Finance Commission Chairman Arvind Panagariya has advised the Reserve Bank of India (RBI) against intervening to defend the Indian Rupee, particularly as it approaches the psychologically significant ₹100 per US dollar mark. Panagariya contended that the ₹100 level is merely a number and should not dictate policy decisions, especially in response to current oil price shocks.
On Wednesday, the rupee hit a new record low of 96.95 against the US dollar, closing at 96.86. Although it rebounded slightly on Thursday to 96.37 after crude oil prices eased, the currency remains under pressure.
Depreciation as the Right Response
Panagariya, a noted economist, argued that allowing the rupee to depreciate is the most practical course of action, regardless of whether the oil shortage proves temporary or prolonged. He explained that if the shortage is short-lived, the rupee would naturally recover once oil import bills shrink and foreign capital is attracted by a 'cheap' rupee for investments.
Conversely, if the disruption is long-lasting, any attempts by the RBI to defend the rupee through reserve depletion or costly dollar-linked instruments would ultimately fail.
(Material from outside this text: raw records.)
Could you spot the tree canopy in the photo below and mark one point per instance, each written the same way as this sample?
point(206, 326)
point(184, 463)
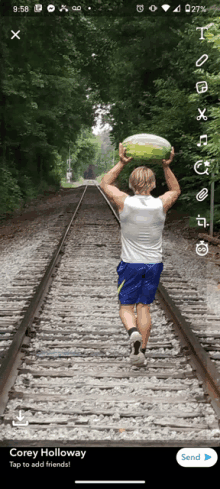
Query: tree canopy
point(142, 68)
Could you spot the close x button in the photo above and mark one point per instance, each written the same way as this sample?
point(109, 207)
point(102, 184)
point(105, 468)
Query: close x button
point(197, 457)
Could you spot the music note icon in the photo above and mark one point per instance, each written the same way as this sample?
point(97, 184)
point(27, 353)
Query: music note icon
point(203, 137)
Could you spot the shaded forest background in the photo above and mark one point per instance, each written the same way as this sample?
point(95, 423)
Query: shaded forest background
point(140, 70)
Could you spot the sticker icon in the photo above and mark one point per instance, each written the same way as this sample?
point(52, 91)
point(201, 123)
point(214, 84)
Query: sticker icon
point(201, 87)
point(202, 195)
point(202, 60)
point(202, 140)
point(202, 248)
point(201, 221)
point(198, 164)
point(201, 116)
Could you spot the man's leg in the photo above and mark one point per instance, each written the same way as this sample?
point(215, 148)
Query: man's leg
point(129, 320)
point(144, 322)
point(128, 316)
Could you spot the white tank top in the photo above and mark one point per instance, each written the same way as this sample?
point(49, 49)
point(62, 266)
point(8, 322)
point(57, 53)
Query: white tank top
point(142, 222)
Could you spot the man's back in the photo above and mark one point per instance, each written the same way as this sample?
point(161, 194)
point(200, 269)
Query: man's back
point(142, 222)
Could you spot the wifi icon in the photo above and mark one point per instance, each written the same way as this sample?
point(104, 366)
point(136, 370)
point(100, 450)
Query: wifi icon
point(165, 7)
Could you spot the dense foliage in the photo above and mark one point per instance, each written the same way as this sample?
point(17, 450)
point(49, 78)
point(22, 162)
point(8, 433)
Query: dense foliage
point(142, 69)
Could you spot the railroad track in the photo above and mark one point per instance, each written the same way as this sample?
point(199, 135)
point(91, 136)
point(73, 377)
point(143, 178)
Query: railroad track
point(66, 371)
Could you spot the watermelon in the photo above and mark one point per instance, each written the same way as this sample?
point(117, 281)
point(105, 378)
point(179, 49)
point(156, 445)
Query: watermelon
point(147, 147)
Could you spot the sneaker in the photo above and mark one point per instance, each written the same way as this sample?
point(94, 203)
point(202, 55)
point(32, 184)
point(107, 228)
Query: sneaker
point(135, 342)
point(138, 360)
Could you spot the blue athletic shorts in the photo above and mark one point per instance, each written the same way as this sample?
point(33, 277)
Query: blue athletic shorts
point(138, 282)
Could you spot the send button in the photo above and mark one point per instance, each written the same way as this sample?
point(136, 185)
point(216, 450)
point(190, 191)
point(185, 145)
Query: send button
point(196, 457)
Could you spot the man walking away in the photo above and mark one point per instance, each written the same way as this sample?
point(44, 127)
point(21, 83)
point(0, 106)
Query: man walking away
point(142, 220)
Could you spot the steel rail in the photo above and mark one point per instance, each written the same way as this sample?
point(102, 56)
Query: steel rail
point(35, 304)
point(204, 366)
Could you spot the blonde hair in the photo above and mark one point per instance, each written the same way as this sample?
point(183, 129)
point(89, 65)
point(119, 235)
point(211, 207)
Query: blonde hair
point(141, 179)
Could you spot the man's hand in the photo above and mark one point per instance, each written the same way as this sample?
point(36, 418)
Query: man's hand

Panagariya warned that such efforts would continuously drain reserves until they are exhausted, proving to be a losing proposition.
Dismissing Temporary Fixes
The economist also dismissed dollar-denominated bonds and high-interest NRI deposits as mere 'band-aids' that offer only temporary relief. He asserted that these are costly instruments that largely transfer gains to wealthy overseas Indians and would not prevent the eventual crossing of the 100-rupee-per-dollar psychological barrier.
Distinction from the 2013 Crisis
Panagariya drew a clear distinction between the current situation and the 2013 currency crisis. He highlighted that in 2013, India faced double-digit inflation and significant macroeconomic stress. Thanks to the RBI's prudent monetary management, inflation is not currently a major concern, positioning the economy to absorb some inflationary pressure that might accompany depreciation.
His comments underscore a call for the RBI to prioritize market mechanisms and long-term economic stability over short-term psychological thresholds in managing the Indian Rupee.